= Syrco Bakker =

Dutch chef and entrepreneur

Syrco Bakker (Veghel, 14 November 1984) is a Dutch chef of Indonesian descent. He was head chef of Pure C, where he earned two Michelin stars. In 2022 he was named Chef of the Year by Gault&Millau. He has restaurants in Ubud, Bali and in Ras Al Khaimah, United Arab Emirates.

== Biography ==
Bakker grew up in Oisterwijk. His maternal grandparents are from Indonesia. His father, Cos Bakker, is from the north of the Netherlands and was a teacher and, until his retirement, deputy director of the Hotel Management School De Rooi Pannen in Tilburg. He later became an entrepreneur in Indonesian food products under his own brand. Cos Bakker came to know Indonesian cuisine through his wife, who also worked at the hotel school, and his mother-in-law, who taught him to prepare traditional family dishes.

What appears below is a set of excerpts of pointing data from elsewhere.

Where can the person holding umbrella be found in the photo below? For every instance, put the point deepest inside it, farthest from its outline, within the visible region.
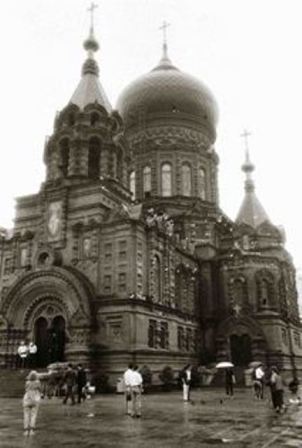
(229, 381)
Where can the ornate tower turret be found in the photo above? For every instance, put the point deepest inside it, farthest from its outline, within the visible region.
(251, 211)
(88, 142)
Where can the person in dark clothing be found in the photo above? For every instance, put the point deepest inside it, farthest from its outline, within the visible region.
(276, 385)
(229, 382)
(293, 387)
(81, 383)
(70, 381)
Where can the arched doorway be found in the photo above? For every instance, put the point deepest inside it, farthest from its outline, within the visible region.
(57, 339)
(50, 340)
(241, 349)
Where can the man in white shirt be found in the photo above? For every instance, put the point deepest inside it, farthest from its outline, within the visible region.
(136, 387)
(259, 379)
(22, 354)
(186, 376)
(32, 352)
(127, 387)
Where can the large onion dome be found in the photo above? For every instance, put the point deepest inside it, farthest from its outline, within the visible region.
(167, 92)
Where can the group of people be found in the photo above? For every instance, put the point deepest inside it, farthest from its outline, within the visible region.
(272, 378)
(75, 381)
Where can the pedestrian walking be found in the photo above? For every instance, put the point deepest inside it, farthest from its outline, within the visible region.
(70, 382)
(136, 387)
(22, 355)
(31, 401)
(186, 378)
(276, 385)
(127, 388)
(32, 354)
(229, 381)
(81, 383)
(258, 382)
(293, 387)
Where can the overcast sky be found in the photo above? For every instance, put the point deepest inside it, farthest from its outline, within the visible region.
(248, 52)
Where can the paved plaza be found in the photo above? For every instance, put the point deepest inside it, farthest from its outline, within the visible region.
(211, 420)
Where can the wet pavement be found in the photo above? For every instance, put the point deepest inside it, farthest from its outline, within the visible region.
(211, 420)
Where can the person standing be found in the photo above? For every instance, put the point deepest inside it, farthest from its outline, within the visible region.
(293, 387)
(127, 387)
(31, 401)
(70, 381)
(186, 378)
(22, 354)
(276, 385)
(229, 382)
(136, 387)
(259, 375)
(81, 383)
(32, 353)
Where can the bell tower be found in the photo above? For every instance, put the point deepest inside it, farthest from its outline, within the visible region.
(87, 143)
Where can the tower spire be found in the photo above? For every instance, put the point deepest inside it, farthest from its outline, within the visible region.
(165, 58)
(91, 45)
(90, 90)
(247, 166)
(91, 9)
(251, 211)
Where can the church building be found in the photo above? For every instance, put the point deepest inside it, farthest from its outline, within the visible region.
(124, 254)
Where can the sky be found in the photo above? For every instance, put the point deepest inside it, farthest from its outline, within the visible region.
(248, 52)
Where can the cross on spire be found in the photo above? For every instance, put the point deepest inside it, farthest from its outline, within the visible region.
(246, 134)
(91, 9)
(163, 28)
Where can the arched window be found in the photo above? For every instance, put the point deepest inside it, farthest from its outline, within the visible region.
(186, 180)
(132, 184)
(202, 183)
(119, 165)
(166, 179)
(71, 119)
(147, 179)
(64, 152)
(94, 153)
(265, 289)
(157, 279)
(94, 118)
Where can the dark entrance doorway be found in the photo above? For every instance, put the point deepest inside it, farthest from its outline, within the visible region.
(41, 340)
(57, 339)
(50, 340)
(241, 350)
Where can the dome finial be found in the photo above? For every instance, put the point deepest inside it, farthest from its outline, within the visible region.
(91, 45)
(165, 57)
(247, 167)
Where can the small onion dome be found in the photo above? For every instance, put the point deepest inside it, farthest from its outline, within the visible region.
(247, 167)
(91, 44)
(90, 66)
(168, 92)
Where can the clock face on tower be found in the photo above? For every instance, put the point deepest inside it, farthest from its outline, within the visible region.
(54, 220)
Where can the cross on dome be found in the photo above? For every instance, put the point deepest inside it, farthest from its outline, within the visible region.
(91, 9)
(247, 167)
(163, 28)
(165, 58)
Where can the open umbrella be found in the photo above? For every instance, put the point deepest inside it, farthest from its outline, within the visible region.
(224, 365)
(254, 364)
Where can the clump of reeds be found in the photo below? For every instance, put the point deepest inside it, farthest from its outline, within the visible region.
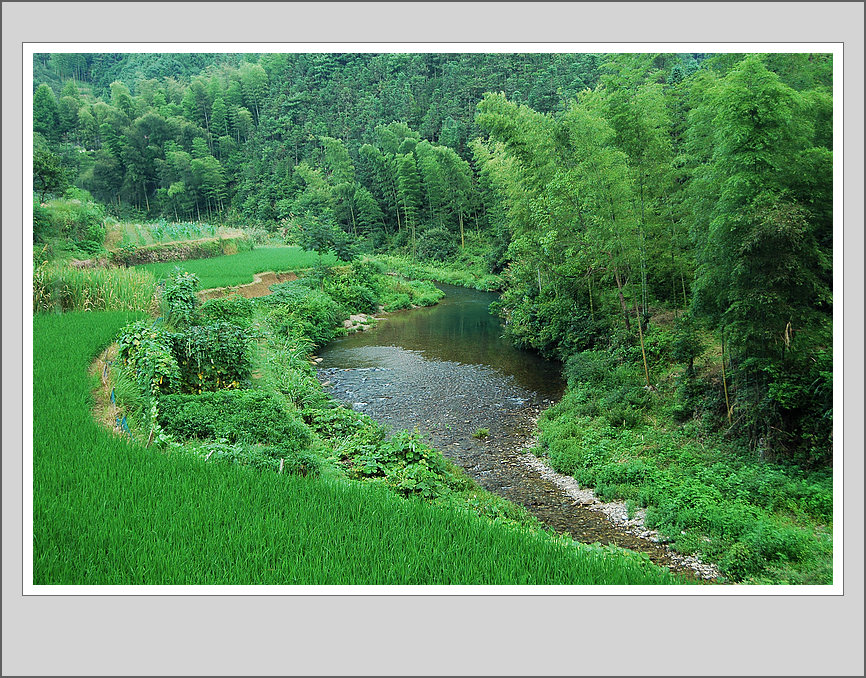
(64, 288)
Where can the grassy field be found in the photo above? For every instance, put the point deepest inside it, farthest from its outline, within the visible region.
(239, 269)
(119, 234)
(107, 511)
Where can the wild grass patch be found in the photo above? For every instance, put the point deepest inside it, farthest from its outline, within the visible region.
(58, 287)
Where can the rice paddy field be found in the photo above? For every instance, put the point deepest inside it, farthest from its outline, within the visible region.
(107, 510)
(239, 269)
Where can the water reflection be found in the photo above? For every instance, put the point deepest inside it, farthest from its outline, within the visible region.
(460, 329)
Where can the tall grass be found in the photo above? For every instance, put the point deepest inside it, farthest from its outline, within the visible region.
(476, 278)
(238, 269)
(63, 288)
(109, 512)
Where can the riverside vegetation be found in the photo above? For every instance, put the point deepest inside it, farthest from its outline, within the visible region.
(252, 474)
(660, 223)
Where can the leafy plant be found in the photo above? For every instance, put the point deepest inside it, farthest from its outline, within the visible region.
(179, 295)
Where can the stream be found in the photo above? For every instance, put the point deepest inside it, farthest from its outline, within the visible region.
(447, 371)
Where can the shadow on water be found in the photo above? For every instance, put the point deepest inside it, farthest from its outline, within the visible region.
(448, 371)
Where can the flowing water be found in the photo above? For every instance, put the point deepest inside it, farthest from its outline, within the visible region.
(447, 371)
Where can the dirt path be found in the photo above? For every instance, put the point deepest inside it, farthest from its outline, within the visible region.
(260, 287)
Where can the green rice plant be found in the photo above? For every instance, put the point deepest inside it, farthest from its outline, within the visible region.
(110, 512)
(63, 288)
(239, 269)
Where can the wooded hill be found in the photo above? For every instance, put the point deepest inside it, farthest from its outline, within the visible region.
(604, 187)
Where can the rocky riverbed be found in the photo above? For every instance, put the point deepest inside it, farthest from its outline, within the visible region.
(451, 404)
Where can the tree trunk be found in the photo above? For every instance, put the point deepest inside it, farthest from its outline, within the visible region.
(621, 297)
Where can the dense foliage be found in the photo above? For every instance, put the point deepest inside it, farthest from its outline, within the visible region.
(662, 223)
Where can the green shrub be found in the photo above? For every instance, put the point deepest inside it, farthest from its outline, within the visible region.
(179, 296)
(353, 296)
(78, 219)
(398, 302)
(238, 416)
(296, 310)
(212, 356)
(233, 308)
(145, 349)
(591, 367)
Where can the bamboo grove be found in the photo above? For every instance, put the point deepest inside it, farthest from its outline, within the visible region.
(605, 188)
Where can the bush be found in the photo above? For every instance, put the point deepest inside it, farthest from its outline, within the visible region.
(233, 308)
(144, 348)
(180, 298)
(590, 367)
(238, 416)
(77, 219)
(298, 311)
(213, 356)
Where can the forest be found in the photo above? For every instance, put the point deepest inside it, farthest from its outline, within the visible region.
(661, 224)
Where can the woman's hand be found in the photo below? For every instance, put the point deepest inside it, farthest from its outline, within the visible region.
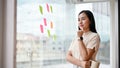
(85, 64)
(79, 33)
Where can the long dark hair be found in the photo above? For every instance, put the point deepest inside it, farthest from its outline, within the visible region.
(91, 18)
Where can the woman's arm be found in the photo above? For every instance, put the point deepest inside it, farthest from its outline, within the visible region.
(86, 53)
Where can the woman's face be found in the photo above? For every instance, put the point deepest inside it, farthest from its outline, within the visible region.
(83, 22)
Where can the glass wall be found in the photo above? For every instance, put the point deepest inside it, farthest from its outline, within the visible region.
(46, 28)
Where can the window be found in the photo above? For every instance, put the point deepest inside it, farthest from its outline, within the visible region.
(46, 28)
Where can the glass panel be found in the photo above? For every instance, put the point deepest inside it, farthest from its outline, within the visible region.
(45, 29)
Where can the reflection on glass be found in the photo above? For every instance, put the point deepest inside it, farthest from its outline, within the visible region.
(45, 30)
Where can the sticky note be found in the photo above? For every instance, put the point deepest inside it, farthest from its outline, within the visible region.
(51, 9)
(45, 23)
(41, 9)
(48, 31)
(51, 24)
(54, 37)
(41, 28)
(47, 6)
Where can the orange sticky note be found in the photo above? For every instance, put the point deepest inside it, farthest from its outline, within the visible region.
(41, 28)
(45, 23)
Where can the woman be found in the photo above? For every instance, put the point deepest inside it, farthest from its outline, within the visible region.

Syrco Bakker had ambitions to become an entrepreneur from a young age. He worked various jobs, including as a dishwasher in a restaurant, where he developed an interest in hospitality. He studied hotel management at De Rooi Pannen in Tilburg. During his final year, he did an internship at the Michelin-starred restaurant De Librije under Jonnie Boer, after which he decided not to pursue further hotel education and instead focus entirely on a career as a chef. He spent several years working abroad, including with starred chefs Jean-Georges Klein in France and Gordon Ramsay in London. At the age of 22, he returned to the Netherlands, where he was hired at the three-Michelin-starred restaurant Oud Sluis under Sergio Herman and quickly rose to the position of sous chef.

In 2010, Bakker became head chef of Pure C in Cadzand, Sergio Herman's other restaurant. Under his leadership, Pure C earned its first Michelin star in 2011 and a second star in 2019. In early 2022, Bakker was named Chef of the Year by Gault&Millau for his "creative and often daring style." He was particularly known for his nasi goreng, which he elevated into a fine dining dish.

At the end of 2022, Bakker left Pure C to focus on entrepreneurship. As a result, Pure C became the first Dutch restaurant to lose its stars under Michelin's new rules. Bakker contributed to several commercial projects of his own and of smaller producers focused on Indonesian cuisine and alcoholic beverages.

In 2024, he founded the restaurant Syrco BASÈ in Ubud, Bali, temporarily relocating with his family to Bali. That same year, he began executing plans for a restaurant in the national monument D'Ouwe Schoole in the border municipality of Retranchement, between Knokke and Cadzand, involving an extensive renovation. In 2025, he opened the restaurant Farmhouse by Syrco at The Ritz-Carlton Al Wadi Desert in Ras Al Khaimah, United Arab Emirates.